Improvements to Generated SQL in .NET 4.0
The information in this post is out of date.
Visit msdn.com/data/ef for the latest information on current and past releases of EF.
In a previous post (https://blogs.msdn.com/adonet/archive/2009/08/05/improvements-to-the-generated-sql-in-net-4-0-beta1.aspx), we talked about the improvements to the quality and the readability of the SQL generated when querying using the Entity Framework that we made in .NET 4.0 Beta 1. We continued working on that task and here I talk about the additional improvements provided with .Net 4.0.
Again, most of the improvements we have made are in the Entity Framework query pipeline as opposed to specific SqlClient changes, thus affecting the SQL generated by any backend, not only by our SQL Server provider.
Unless otherwise noted:
· The examples are based on the NorthwindEF Entity Data Model provided with the ADO.NET Entity Framework Query Samples (https://code.msdn.microsoft.com/EFQuerySamples).
· The “Before” generated SQL is produced by the Entity Framework in .NET 3.5, and the “After” by the Entity Framework in .NET 4.0.
Also, in all the examples below, the parts of the SQL query highlighted in red have been removed and those in yellow have been added.
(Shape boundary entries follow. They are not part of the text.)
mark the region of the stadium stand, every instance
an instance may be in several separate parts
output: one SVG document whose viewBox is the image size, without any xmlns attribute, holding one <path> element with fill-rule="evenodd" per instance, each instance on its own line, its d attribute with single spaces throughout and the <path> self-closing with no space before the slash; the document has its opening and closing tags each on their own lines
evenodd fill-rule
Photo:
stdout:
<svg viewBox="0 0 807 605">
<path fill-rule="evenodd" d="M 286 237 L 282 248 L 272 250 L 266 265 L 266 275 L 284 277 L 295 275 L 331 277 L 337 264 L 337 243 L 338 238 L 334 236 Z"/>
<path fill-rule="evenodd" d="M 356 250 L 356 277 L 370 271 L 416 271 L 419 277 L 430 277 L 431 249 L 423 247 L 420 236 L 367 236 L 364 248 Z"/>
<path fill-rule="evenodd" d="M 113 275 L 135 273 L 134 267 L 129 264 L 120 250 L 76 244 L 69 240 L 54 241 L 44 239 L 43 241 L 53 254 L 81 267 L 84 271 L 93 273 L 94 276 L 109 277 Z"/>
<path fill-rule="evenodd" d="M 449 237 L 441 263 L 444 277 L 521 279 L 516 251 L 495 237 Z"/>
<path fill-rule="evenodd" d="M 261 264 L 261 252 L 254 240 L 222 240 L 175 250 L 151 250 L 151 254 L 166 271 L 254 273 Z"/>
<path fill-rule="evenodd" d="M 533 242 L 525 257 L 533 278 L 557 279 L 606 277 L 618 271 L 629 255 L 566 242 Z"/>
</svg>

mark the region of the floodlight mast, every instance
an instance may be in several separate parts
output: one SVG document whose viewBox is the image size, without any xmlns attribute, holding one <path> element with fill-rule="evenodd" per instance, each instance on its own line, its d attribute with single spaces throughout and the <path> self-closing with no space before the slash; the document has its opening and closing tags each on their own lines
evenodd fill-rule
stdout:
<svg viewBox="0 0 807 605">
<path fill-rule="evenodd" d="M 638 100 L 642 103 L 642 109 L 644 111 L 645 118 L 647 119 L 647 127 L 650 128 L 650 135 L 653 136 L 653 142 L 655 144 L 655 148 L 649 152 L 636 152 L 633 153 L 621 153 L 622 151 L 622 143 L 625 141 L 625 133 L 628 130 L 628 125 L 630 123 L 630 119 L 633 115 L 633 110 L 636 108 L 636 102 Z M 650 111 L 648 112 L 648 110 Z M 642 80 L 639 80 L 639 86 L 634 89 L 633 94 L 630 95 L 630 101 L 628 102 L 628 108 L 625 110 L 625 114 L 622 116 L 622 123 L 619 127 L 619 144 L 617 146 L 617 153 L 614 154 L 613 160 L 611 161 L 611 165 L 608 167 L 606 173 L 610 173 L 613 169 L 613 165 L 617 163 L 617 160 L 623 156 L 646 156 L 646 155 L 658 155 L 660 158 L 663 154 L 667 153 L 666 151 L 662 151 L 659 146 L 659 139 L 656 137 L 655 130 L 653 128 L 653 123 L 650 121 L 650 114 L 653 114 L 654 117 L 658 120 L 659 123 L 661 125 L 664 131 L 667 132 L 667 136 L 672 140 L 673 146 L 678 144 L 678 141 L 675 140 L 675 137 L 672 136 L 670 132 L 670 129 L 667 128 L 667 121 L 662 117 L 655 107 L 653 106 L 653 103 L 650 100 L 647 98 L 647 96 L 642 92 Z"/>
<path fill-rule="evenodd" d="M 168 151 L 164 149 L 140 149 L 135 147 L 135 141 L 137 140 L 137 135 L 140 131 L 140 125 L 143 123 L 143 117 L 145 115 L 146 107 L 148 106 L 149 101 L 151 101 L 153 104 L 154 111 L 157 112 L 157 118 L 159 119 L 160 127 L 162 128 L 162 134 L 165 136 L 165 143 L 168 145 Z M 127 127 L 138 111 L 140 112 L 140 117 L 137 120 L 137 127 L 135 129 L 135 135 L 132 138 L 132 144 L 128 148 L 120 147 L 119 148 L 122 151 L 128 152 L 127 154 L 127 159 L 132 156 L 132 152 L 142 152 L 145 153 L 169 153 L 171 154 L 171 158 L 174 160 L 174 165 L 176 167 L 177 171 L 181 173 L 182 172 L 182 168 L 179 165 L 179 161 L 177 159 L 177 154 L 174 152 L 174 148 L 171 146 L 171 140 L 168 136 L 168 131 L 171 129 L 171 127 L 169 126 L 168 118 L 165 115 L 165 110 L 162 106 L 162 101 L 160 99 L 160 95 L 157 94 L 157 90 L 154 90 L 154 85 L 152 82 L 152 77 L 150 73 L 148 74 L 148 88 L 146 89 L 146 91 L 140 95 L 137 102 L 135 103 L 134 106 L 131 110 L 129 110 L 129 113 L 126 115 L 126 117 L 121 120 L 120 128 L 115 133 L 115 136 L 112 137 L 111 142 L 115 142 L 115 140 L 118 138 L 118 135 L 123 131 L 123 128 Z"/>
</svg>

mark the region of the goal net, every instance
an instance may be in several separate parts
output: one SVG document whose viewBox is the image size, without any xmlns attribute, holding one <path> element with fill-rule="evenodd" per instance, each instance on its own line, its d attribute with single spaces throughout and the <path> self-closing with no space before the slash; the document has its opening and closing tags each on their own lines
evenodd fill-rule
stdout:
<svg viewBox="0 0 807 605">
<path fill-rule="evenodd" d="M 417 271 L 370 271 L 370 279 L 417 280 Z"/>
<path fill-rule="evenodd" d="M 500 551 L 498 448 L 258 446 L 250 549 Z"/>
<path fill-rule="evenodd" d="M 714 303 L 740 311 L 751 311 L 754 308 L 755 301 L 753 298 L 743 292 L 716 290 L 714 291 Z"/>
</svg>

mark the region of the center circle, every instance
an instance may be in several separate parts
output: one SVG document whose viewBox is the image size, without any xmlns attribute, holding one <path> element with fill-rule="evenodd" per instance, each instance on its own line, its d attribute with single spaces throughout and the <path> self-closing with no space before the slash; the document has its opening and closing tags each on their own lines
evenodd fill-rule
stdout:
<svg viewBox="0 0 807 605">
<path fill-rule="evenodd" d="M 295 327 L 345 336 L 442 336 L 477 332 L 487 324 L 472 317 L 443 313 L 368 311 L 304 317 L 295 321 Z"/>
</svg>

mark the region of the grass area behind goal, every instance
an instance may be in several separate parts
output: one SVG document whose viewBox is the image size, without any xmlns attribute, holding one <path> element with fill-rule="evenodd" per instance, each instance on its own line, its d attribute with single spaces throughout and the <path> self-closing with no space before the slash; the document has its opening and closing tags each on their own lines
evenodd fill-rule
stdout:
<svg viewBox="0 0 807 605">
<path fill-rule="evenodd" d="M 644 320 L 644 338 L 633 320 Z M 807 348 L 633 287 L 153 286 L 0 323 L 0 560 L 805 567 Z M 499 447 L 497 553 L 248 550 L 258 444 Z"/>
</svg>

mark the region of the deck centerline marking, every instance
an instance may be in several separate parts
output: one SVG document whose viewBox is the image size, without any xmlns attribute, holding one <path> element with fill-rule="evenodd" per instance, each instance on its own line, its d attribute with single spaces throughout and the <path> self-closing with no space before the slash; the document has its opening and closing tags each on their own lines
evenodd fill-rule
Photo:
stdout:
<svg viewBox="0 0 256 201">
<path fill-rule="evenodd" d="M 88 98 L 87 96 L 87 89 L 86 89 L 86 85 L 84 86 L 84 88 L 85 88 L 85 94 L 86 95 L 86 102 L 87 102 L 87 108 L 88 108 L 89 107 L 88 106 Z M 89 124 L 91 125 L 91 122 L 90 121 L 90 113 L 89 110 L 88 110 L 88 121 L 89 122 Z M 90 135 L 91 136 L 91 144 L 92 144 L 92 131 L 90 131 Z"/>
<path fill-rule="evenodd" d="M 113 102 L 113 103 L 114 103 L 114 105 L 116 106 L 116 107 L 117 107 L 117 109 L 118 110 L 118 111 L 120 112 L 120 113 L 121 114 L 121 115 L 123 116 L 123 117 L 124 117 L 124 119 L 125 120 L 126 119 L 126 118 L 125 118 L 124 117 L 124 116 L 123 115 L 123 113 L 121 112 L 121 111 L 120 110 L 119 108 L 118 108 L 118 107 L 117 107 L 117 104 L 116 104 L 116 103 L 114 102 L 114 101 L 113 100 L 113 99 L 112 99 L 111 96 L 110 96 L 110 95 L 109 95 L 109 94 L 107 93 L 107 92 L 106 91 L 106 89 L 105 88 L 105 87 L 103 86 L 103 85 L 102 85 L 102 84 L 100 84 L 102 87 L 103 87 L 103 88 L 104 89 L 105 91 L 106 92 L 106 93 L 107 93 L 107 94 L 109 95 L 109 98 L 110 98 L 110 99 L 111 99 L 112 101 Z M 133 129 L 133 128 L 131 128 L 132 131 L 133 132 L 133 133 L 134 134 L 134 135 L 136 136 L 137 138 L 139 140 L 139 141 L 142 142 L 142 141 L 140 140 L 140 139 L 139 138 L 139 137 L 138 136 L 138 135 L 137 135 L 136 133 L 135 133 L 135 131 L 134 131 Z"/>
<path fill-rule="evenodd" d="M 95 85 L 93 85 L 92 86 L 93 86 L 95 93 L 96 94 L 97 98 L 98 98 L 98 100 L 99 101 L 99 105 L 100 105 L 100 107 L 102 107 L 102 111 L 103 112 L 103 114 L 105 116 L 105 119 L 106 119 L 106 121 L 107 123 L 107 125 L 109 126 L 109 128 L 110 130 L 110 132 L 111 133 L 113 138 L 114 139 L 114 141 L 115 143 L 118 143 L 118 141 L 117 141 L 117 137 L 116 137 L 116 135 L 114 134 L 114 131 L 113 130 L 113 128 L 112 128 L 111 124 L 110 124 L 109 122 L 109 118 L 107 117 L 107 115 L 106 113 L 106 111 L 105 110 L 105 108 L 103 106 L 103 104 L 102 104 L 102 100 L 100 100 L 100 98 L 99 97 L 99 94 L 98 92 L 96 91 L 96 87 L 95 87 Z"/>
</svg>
1. Elimination of internal constants used as null sentinels
In the query pipeline we introduce internal constants to serve as null sentinels, i.e. based on whether they come out as null we make decisions whether a record should be null /collection should be empty. In some cases, the introduction of the new column can cause a new level of nesting to be introduced. The improvement is instead of introducing new constants to try reusing other columns for the same purpose. This in many cases leads to simpler queries with less nesting.
Example:
var query = from c in context.Categories
select new { c.CategoryID, Count = c.Products.Count }
Before
SELECT
1 AS [C1],
[Project1].[CategoryID] AS [CategoryID],
[Project1].[C1] AS [C2]
FROM ( SELECT
[Extent1].[CategoryID] AS [CategoryID],
(SELECT
COUNT(cast(1 as bit)) AS [A1]
FROM [dbo].[Products] AS [Extent2]
WHERE [Extent1].[CategoryID] = [Extent2].[CategoryID]) AS [C1]
FROM [dbo].[Categories] AS [Extent1]
) AS [Project1]
After
SELECT
[Extent1].[CategoryID] AS [CategoryID],
(SELECT
COUNT(1) AS [A1]
FROM [dbo].[Products] AS [Extent2]
WHERE [Extent1].[CategoryID] = [Extent2].[CategoryID]) AS [C1]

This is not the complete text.